Worst-case inference vs Bayesian inference

We often like to say 50:50 when in doubt. Why this tendency? There are two different ways of arriving to such a conclusion: worst-case analysis and Bayesian inference.

1. A worst-case decision theorist (often also found in machine learning, statistical learning or computational learning circles) would assume some sort of a loss function L(pprediction,ptruth). Examples of loss functions would be Brier score (similar to L2), or Kullback-Leibler divergence. We would then try to find a value for pprediction that is least far to any ptruth. Essentially, we try to bound the loss.

2. A Bayesian would assume a uniform (or at least symmetric) prior on the truth P(ptruth). With no data, the posterior is the same as prior. We then try to summarize the prior with the expected value for ptruth: the expected value is essentially the ‘center’, a single value that replaces the variety of possibilities.

It happens that both of these approaches result in the same 50:50. But the derivations are very different. As Bayesians we summarize, as decision theorists we optimize.

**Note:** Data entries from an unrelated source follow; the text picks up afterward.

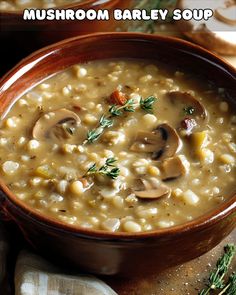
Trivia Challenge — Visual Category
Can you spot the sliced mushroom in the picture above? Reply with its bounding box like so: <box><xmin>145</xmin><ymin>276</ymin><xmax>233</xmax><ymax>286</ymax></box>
<box><xmin>160</xmin><ymin>155</ymin><xmax>190</xmax><ymax>180</ymax></box>
<box><xmin>215</xmin><ymin>5</ymin><xmax>236</xmax><ymax>26</ymax></box>
<box><xmin>133</xmin><ymin>178</ymin><xmax>171</xmax><ymax>199</ymax></box>
<box><xmin>153</xmin><ymin>124</ymin><xmax>182</xmax><ymax>160</ymax></box>
<box><xmin>32</xmin><ymin>108</ymin><xmax>81</xmax><ymax>141</ymax></box>
<box><xmin>176</xmin><ymin>0</ymin><xmax>236</xmax><ymax>55</ymax></box>
<box><xmin>167</xmin><ymin>91</ymin><xmax>207</xmax><ymax>120</ymax></box>
<box><xmin>130</xmin><ymin>124</ymin><xmax>182</xmax><ymax>161</ymax></box>
<box><xmin>130</xmin><ymin>131</ymin><xmax>165</xmax><ymax>153</ymax></box>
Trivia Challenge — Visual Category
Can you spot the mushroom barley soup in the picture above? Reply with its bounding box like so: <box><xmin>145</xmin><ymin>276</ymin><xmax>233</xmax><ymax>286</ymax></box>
<box><xmin>0</xmin><ymin>59</ymin><xmax>235</xmax><ymax>233</ymax></box>
<box><xmin>0</xmin><ymin>0</ymin><xmax>81</xmax><ymax>10</ymax></box>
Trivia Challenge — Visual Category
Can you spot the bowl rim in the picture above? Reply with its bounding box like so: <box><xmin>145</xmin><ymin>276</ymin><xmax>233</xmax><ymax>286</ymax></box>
<box><xmin>0</xmin><ymin>0</ymin><xmax>116</xmax><ymax>15</ymax></box>
<box><xmin>0</xmin><ymin>32</ymin><xmax>236</xmax><ymax>239</ymax></box>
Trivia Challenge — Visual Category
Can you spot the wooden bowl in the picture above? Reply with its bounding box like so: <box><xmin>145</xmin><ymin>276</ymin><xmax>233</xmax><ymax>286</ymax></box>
<box><xmin>0</xmin><ymin>33</ymin><xmax>235</xmax><ymax>276</ymax></box>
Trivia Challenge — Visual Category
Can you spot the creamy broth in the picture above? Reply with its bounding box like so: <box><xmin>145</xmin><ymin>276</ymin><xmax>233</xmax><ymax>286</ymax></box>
<box><xmin>0</xmin><ymin>59</ymin><xmax>235</xmax><ymax>232</ymax></box>
<box><xmin>0</xmin><ymin>0</ymin><xmax>81</xmax><ymax>10</ymax></box>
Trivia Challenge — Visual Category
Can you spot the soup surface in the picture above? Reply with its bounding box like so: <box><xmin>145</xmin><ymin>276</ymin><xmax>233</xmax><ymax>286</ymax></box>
<box><xmin>0</xmin><ymin>59</ymin><xmax>235</xmax><ymax>232</ymax></box>
<box><xmin>0</xmin><ymin>0</ymin><xmax>81</xmax><ymax>10</ymax></box>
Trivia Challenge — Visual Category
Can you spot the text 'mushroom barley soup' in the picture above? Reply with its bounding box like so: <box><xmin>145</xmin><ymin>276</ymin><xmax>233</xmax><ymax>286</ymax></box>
<box><xmin>0</xmin><ymin>59</ymin><xmax>235</xmax><ymax>233</ymax></box>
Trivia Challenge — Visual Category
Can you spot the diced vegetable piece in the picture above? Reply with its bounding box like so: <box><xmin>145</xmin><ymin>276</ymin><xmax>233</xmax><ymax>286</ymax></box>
<box><xmin>35</xmin><ymin>165</ymin><xmax>53</xmax><ymax>179</ymax></box>
<box><xmin>72</xmin><ymin>104</ymin><xmax>82</xmax><ymax>112</ymax></box>
<box><xmin>191</xmin><ymin>131</ymin><xmax>209</xmax><ymax>150</ymax></box>
<box><xmin>181</xmin><ymin>117</ymin><xmax>197</xmax><ymax>132</ymax></box>
<box><xmin>109</xmin><ymin>90</ymin><xmax>127</xmax><ymax>105</ymax></box>
<box><xmin>161</xmin><ymin>155</ymin><xmax>190</xmax><ymax>180</ymax></box>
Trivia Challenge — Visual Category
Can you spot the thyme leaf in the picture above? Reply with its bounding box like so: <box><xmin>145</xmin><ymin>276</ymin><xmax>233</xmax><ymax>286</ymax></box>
<box><xmin>84</xmin><ymin>115</ymin><xmax>113</xmax><ymax>144</ymax></box>
<box><xmin>183</xmin><ymin>106</ymin><xmax>195</xmax><ymax>115</ymax></box>
<box><xmin>85</xmin><ymin>157</ymin><xmax>120</xmax><ymax>179</ymax></box>
<box><xmin>140</xmin><ymin>96</ymin><xmax>156</xmax><ymax>113</ymax></box>
<box><xmin>218</xmin><ymin>272</ymin><xmax>236</xmax><ymax>295</ymax></box>
<box><xmin>109</xmin><ymin>98</ymin><xmax>135</xmax><ymax>116</ymax></box>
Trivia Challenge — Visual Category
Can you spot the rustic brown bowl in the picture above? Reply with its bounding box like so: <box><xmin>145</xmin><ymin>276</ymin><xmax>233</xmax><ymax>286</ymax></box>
<box><xmin>0</xmin><ymin>33</ymin><xmax>235</xmax><ymax>277</ymax></box>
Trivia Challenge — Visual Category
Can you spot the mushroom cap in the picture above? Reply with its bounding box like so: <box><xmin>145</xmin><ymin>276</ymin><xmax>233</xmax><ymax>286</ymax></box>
<box><xmin>32</xmin><ymin>108</ymin><xmax>81</xmax><ymax>141</ymax></box>
<box><xmin>167</xmin><ymin>91</ymin><xmax>207</xmax><ymax>121</ymax></box>
<box><xmin>215</xmin><ymin>5</ymin><xmax>236</xmax><ymax>26</ymax></box>
<box><xmin>130</xmin><ymin>123</ymin><xmax>182</xmax><ymax>160</ymax></box>
<box><xmin>176</xmin><ymin>0</ymin><xmax>236</xmax><ymax>55</ymax></box>
<box><xmin>130</xmin><ymin>131</ymin><xmax>165</xmax><ymax>153</ymax></box>
<box><xmin>133</xmin><ymin>178</ymin><xmax>171</xmax><ymax>199</ymax></box>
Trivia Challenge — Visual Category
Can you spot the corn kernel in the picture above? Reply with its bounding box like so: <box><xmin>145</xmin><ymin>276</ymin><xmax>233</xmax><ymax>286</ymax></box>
<box><xmin>219</xmin><ymin>154</ymin><xmax>235</xmax><ymax>165</ymax></box>
<box><xmin>35</xmin><ymin>165</ymin><xmax>53</xmax><ymax>179</ymax></box>
<box><xmin>70</xmin><ymin>180</ymin><xmax>84</xmax><ymax>196</ymax></box>
<box><xmin>147</xmin><ymin>165</ymin><xmax>160</xmax><ymax>176</ymax></box>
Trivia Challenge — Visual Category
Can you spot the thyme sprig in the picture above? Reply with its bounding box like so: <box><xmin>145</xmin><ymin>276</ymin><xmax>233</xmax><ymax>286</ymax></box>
<box><xmin>85</xmin><ymin>157</ymin><xmax>120</xmax><ymax>180</ymax></box>
<box><xmin>199</xmin><ymin>244</ymin><xmax>236</xmax><ymax>295</ymax></box>
<box><xmin>85</xmin><ymin>115</ymin><xmax>113</xmax><ymax>143</ymax></box>
<box><xmin>84</xmin><ymin>95</ymin><xmax>156</xmax><ymax>144</ymax></box>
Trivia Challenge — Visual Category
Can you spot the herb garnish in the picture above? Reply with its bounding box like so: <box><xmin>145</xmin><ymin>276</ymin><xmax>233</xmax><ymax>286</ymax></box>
<box><xmin>140</xmin><ymin>96</ymin><xmax>156</xmax><ymax>113</ymax></box>
<box><xmin>109</xmin><ymin>98</ymin><xmax>135</xmax><ymax>116</ymax></box>
<box><xmin>85</xmin><ymin>115</ymin><xmax>113</xmax><ymax>143</ymax></box>
<box><xmin>85</xmin><ymin>157</ymin><xmax>120</xmax><ymax>180</ymax></box>
<box><xmin>199</xmin><ymin>244</ymin><xmax>236</xmax><ymax>295</ymax></box>
<box><xmin>183</xmin><ymin>106</ymin><xmax>195</xmax><ymax>115</ymax></box>
<box><xmin>84</xmin><ymin>95</ymin><xmax>156</xmax><ymax>144</ymax></box>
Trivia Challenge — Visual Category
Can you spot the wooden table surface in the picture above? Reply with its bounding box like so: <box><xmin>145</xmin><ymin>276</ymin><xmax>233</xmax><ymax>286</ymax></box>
<box><xmin>104</xmin><ymin>230</ymin><xmax>236</xmax><ymax>294</ymax></box>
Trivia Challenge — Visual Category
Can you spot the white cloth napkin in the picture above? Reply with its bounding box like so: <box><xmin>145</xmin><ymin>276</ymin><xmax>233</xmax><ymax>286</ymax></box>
<box><xmin>15</xmin><ymin>250</ymin><xmax>118</xmax><ymax>295</ymax></box>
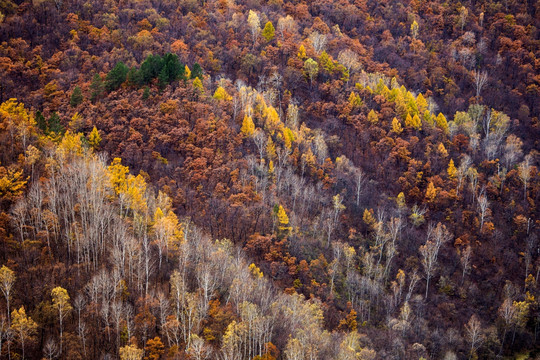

As Bayesians we assume the probabilities for various events, but remain agnostic about the loss: decision theory is easy once you have true probabilities. As decision theorists we assume the costs, but remain agnostic about the truth: we start as a blank slate.

One Comment

  1. Andrew says:

    Aleks,

    L. J. Savage's famous book develops a minimax theory of Bayes. I don't think it makes much sense, though (for the same reason that minimax never makes sense in decision theory, that you wouldn't want your decision determined by an event of arbitrarily low probability).